*Por Milena Buarque

O presidente da Federação dos Professores de São Paulo, Celso Napolitano, afirmou hoje (22/06) que a qualificação de professores tem sido deficiente no ensino superior privado dominado por grandes corporações, podendo afetar toda a cadeia de formação de profissionais necessários ao país. A afirmação foi feita dentro do cenário de disputa da rede de faculdades da Estácio, uma empresa de educação superior com seus papeis negociados em bolsa de valores, por suas rivais Kroton (a maior instituição de ensino superior privado do mundo, com 1,024 milhão de alunos no Brasil) e a Ser Educacional.

“Cada vez mais um menor número de pessoas vai ter interesse em exercer a profissão de educador. Ou então pessoas com menor qualificação passarão a exercê-la. E isso é muito danoso, principalmente, na formação do ensino básico. As escolas privadas são aquelas que formam um maior número de professores para a rede pública. Se estão formando de maneira inadequada, esses docentes também terão menos condição de ensinar de maneira adequada. Quem perde com isso? A própria formação educacional do país – e o país como um todo”, diz Napolitano.

Depoimento de professora na rede Anhanguera, controlada pela Kroton, confirma tal afirmação: “Nós tínhamos uma expectativa muito grande de melhoria das condições de trabalho. As instituições têm lucrado cada vez mais, mas os investimentos em estrutura física, na figura do professor e na formação básica do aluno têm sido cada vez menor”. O relato é de Paula (nome fictício, a professora preferiu não se identificar temendo represálias) e confirma estudos da Fepesp sobre a lucratividade dos grandes grupos do ensino superior privado.

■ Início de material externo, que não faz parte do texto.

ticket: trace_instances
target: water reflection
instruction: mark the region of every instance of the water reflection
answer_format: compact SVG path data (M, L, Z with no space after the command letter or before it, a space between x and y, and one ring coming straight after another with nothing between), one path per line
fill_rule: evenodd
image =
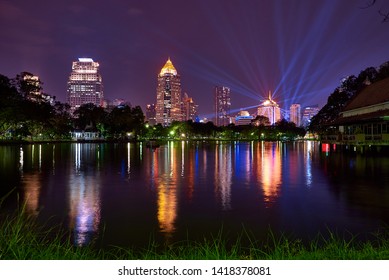
M100 173L87 166L98 161L95 144L73 144L75 172L69 176L69 225L75 244L88 244L96 236L100 225Z
M215 191L223 210L231 209L231 145L219 143L215 151Z
M16 186L28 213L69 225L78 245L102 224L104 245L147 246L150 233L172 243L221 225L314 236L388 223L389 158L333 150L256 141L0 146L1 191Z
M31 166L38 166L38 172L23 172L24 160L31 158ZM24 205L29 215L37 216L39 214L39 197L42 188L42 145L32 145L31 149L20 148L20 170L23 178Z
M175 221L177 218L177 178L178 163L174 142L169 142L163 149L158 149L158 157L154 166L154 180L157 184L157 218L160 231L167 239L171 238L176 230ZM164 164L158 162L163 160Z
M261 179L264 201L271 206L278 197L281 185L281 152L280 144L266 143L262 146L261 154Z

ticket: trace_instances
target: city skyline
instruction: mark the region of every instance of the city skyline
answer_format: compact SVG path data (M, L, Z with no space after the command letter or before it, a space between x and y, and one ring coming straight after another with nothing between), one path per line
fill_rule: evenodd
M105 98L145 108L170 56L200 117L214 114L215 85L231 88L236 111L254 109L269 90L283 109L322 106L342 78L389 60L389 25L378 13L389 4L377 3L116 1L106 9L102 1L0 1L0 74L33 73L65 102L69 63L93 57Z

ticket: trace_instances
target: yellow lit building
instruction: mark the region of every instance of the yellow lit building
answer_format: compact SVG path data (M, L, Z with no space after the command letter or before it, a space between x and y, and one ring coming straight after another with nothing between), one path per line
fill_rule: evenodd
M268 99L258 107L258 116L267 117L270 121L270 124L274 124L281 119L280 106L271 98L270 91Z
M181 80L170 58L158 75L156 122L169 126L173 121L182 121Z

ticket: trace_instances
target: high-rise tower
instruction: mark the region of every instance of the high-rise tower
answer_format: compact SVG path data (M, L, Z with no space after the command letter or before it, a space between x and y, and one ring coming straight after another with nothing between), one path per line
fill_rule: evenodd
M230 124L231 96L230 88L215 86L215 125L226 126Z
M181 79L170 58L158 75L156 122L164 126L182 121Z
M290 121L294 122L296 126L301 126L301 105L292 104L290 106Z
M274 124L281 119L280 106L272 99L270 91L268 99L258 107L258 116L267 117L270 124Z
M91 58L79 58L78 61L74 61L68 80L68 102L71 113L87 103L102 106L103 101L103 80L99 63Z

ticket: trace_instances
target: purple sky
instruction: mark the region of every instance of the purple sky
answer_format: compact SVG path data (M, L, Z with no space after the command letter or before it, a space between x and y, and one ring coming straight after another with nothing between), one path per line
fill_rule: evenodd
M341 78L389 61L389 3L369 1L0 0L0 74L32 72L64 102L72 61L91 57L107 99L144 108L170 57L201 117L214 85L236 110L269 90L284 109L322 106Z

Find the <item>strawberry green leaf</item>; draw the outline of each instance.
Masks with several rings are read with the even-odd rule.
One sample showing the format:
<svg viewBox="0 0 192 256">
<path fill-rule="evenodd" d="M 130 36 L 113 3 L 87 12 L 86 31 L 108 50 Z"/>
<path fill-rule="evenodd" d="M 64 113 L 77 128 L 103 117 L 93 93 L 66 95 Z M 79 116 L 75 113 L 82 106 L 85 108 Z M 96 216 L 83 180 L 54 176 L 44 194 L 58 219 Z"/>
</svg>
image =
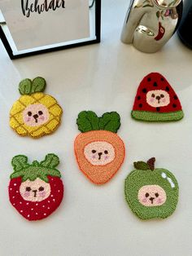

Em recente estudo sobre a saúde financeira de quatro instituições de ensino superior privado de capital aberto (Anima, Ser, Estácio e Kroton), a Federação divulgou que nos quatro últimos anos, de 2011 a 2015, a receita bruta das empresas cresceu 328%, enquanto as condições de trabalho e os vencimentos dos docentes não avançaram, nem de perto, no mesmo ritmo.

Na visão de Celso Napolitano, dois fatores influenciam o crescimento do ensino superior privado no Brasil: a demanda reprimida e as facilidades de financiamento. “A universalização do ensino médio fez com que um número maior de pessoas estivessem aptas a cursar a universidade. As facilidades em termos de financiamento oferecidas pelo governo federal constituem um segundo fator. Você tem as pessoas dispostas a fazer os cursos, o número de vagas nas federais ainda pequeno e a facilidade do subsídio que propiciou que grupos internacionais viessem para o Brasil e oferecessem cursos a preços convidativos”, explica.

As fusões dos grandes grupos e a elevação de mensalidades acima da inflação fazem da educação superior privada um interessante negócio. “Essas empresas mercantilistas que vêm para o Brasil pouco se preocupam com a qualidade de ensino oferecida. Portanto, pouco investem na qualificação do professor e também procuram diminuir substancialmente o custo fixo. O custo fixo é a mão de obra, ou seja, o salário do docente”, diz Napolitano.

Para a professora da Anhanguera, o descaso é sentido dentro e fora da sala de aula, da ausência de remuneração pelo tempo empregado em correções de provas e trabalhos, por exemplo, à falta de subsídios para participação em congressos. “Como as matrizes curriculares mudam com frequência, o estudo em casa é muito grande. Correção de trabalhos e orientação de TCC demandam um tempo enorme. Esse trabalho praticamente não é remunerado. A solução é o investimento. Oferecer cursos é interessante? Sim, mas precisa de remuneração. Não basta exigir que o professor faça um curso se não há a possibilidade concreta de realizá-lo”, conta.

As declarações de Celso Napolitano e da professora da rede Anhanguera foram parte de entrevista realizada pela rede de TV Novo Tempo, com veiculação prevista para esta semana.